Monday, February 21, 2005

From Alaska to Florida... a court roundup

The courts are back in the news about education. In four parts:

(1) Right here in Texas, the state Supreme Court has decided to hear the appeal of the case that ruled the state's education system to be unconstitutional. I've long thought that the all Republican Supreme Court would quickly overturn the lower court's decision. But District Judge John Dietz was so meticulous in his 200 page Findings of Fact that they'll have their work cut out for them if they intend to show that the system is indeed adequate and equitable. (It's neither.)

(2) A similar case will be heard next month in Alaska. On first glance, though, I think this one will lose. The Alaska Constitution has no specifics about its education system. In Texas, the constitution says that the state must provide for "a general diffusion of knowledge" and an "efficient" system. No such stipulations in Alaska.

(3) The Massachusetts Supreme Court, apparently cowed by the backlash to its uber-controversial ruling in favor of gay marriage last fall, ruled that it could not get involved in school funding, instead leaving the matter to the state Leg.
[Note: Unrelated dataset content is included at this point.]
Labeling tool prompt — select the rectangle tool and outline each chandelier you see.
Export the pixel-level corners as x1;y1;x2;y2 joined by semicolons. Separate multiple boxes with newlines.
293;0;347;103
(4) And finally, in Florida, the Supremes will have to rule if the state's controversial (and small -- only 700 students) voucher program violates the state's constitutional ban of public funding of religious institutions of any kind. Of course, the Supreme Court upheld vouchers for church schools in Ohio, but this is different as it deals with the state constitution in a state Republicans (w/ Gov. Jeb at the helm) would like to use as a proving ground for vouchers. I think the vouchers will lose. The language in the constitution is pretty clear.